BISHKEK (Reuters) - Hours after claiming victory in Kyrgyzstan’s presidential election, Almazbek Atambayev described himself as “a peaceful man” intent on bridging the ethnic and social divisions that have periodically erupted in the former Soviet republic.
A supporter of two popular revolts to depose authoritarian leaders, the silver-haired prime minister pledges a more inclusive form of leadership to suit the “nomadic and democratic spirit” of the people in the mountainous Central Asian state.
He knows that, if he does not, he runs the risk of a third revolution. Supporters of his defeated challengers say they were muzzled by voting abuses and are threatening street protests in the restive south of the country.
“I‘m a team player,” Atambayev said. “I don’t want to strengthen the authority of the president.”
A self-made businessman, 55-year-old Atambayev has front-line experience of a leader overstepping his mark. He stood side-by-side with Kurmanbek Bakiyev when the Tulip revolution of 2005 ousted Kyrgyzstan’s first post-Soviet leader, Askar Akayev.
The two men later fell out. Atambayev claims he was poisoned by a glass of water served to him in his office during a brief spell as prime minister under Bakiyev, whom he accused of breaking pre-revolutionary promises to weed out corruption.
Under Akayev, Atambayev had grown frustrated when the state reappropriated factories he had purchased with the proceeds of his first business: a publishing house that made him a rich man in post-Soviet Kyrgyzstan.
A sometime poet with a passion for classic novels, Atambayev himself translated books from his native Kyrgyz language into the Russian he polished during his student years in Moscow.

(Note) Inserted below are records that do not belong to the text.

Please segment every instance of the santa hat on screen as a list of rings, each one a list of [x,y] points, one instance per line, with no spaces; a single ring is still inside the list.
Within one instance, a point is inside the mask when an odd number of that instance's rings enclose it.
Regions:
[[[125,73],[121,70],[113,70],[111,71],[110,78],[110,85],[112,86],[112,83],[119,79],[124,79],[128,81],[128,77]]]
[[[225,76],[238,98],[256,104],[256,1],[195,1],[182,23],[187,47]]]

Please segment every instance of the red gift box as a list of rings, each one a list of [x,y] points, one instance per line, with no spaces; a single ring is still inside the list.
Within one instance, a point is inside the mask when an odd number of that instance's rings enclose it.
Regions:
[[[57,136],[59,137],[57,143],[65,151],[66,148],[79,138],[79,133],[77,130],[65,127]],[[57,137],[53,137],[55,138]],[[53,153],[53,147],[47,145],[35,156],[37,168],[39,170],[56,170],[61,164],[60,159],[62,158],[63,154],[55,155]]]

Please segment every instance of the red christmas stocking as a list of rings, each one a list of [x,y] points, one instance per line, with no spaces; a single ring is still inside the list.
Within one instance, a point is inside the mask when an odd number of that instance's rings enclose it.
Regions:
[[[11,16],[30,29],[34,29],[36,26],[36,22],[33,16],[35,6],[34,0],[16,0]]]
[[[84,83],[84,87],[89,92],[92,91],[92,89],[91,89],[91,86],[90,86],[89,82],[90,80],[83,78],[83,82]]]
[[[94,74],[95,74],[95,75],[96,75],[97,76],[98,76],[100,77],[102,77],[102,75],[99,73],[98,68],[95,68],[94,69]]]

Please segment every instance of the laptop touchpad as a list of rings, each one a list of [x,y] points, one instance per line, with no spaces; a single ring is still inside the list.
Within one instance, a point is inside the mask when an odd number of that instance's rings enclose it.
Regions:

A close associate said he bought the KyrgyzAvtoMash plant for around half a million dollars, putting his education in engineering and economic management to use by transforming the run-down factory into a thriving producer of car radiators.

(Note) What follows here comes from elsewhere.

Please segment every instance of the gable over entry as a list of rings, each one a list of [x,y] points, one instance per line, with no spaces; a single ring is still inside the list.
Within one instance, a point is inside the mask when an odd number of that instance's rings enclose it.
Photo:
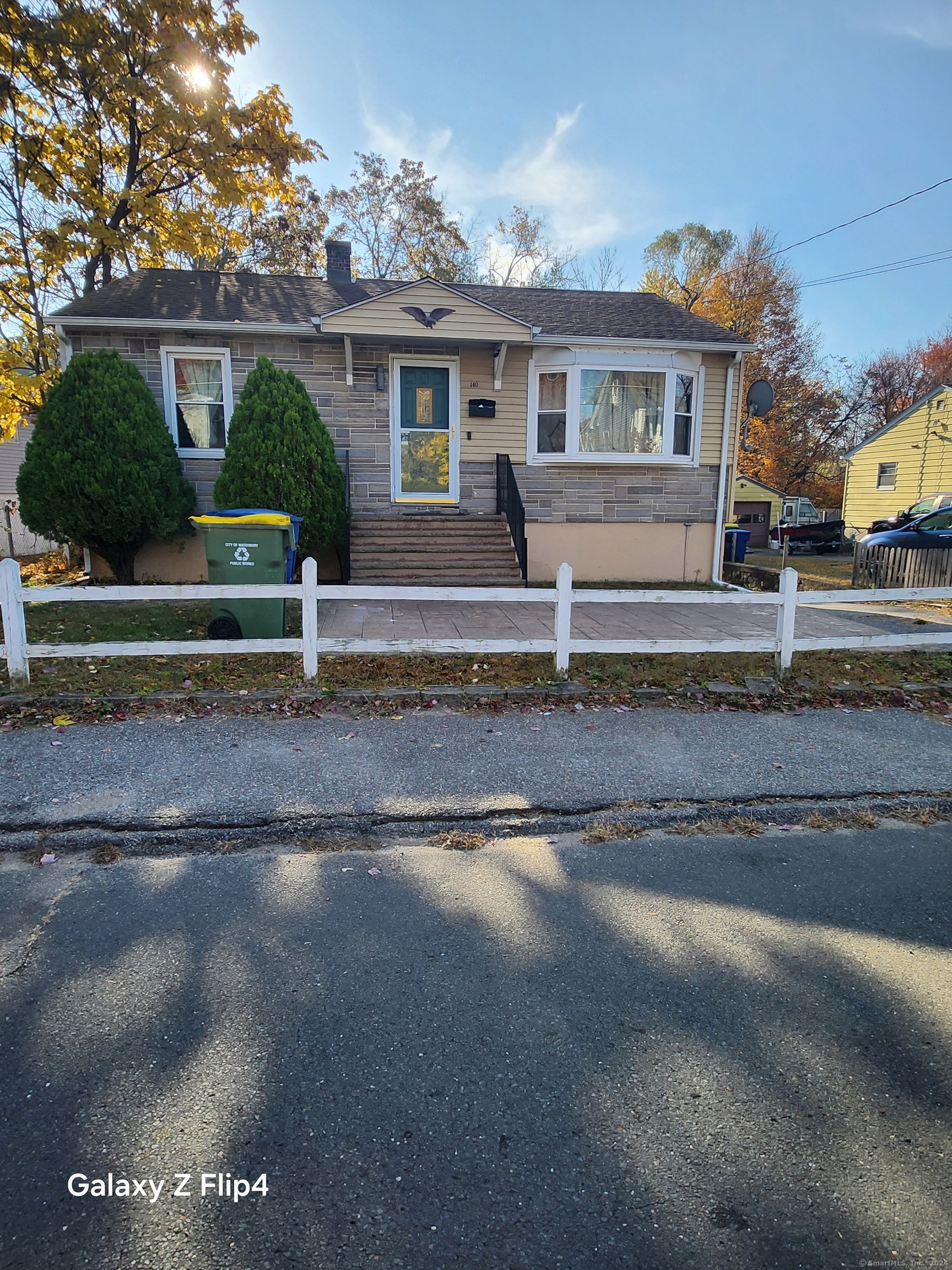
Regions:
[[[528,344],[532,326],[434,278],[409,282],[314,319],[325,335],[393,337],[440,343]]]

He managed to retain the plant and sold it after Akayev -- to whom he lost a presidential election in 2000 -- was eventually forced from power in Kyrgyzstan’s first revolution.
After falling out with Bakiyev, Atambayev once more found himself in opposition -- losing his second presidential election in 2009 -- until the April 2010 revolution that set in motion reforms to make parliament the main decision-making body.
He played guitar and listened to rock music in the 1970s, the close associate said. But he was never a radical in opposition. His pragmatism and anti-corruption stance found favor with investors keen on the country’s metals resources.
In December 2010, he became prime minister again.
“As prime minister, Atambayev has proven himself as someone who can work for the people,” said Turat Sheikinov, chairman of an agricultural workers’ collective in Bishkek.
He has also built ties with Moscow, visiting Prime Minister Vladimir Putin several times and helping Russian gas giant Gazprom carve a share of the contract to supply fuel to the U.S. military air base that serves the NATO-led war in Afghanistan.
In comments sure to please Moscow, he has stated his opposition to extending the U.S. lease on the base beyond its current expiry date in 2014.
Some ethnic Uzbeks in the south of Kyrgyzstan have called him “another Putin”; their best bet for protection from a repeat of the violence between ethnic Kyrgyz and Uzbeks that killed nearly 500 people in June 2010.
His support base in the Russian-leaning north of Kyrgyzstan contrasts with the Kyrgyz nationalist followers of his main opponents in the presidential election, most of whom live in the poorer, more agrarian south.
Atambayev has called for prison sentences for anybody who incites ethnic or inter-regional hatred. But his first comments after winning the election hint at reconciliation, rather than triumphalism. It is time to work, not to celebrate, he says.
“If the people have trust, that makes a strong politician, a strong president,” he said. “If the people don’t have trust, then no guns, tanks or bombs will help.”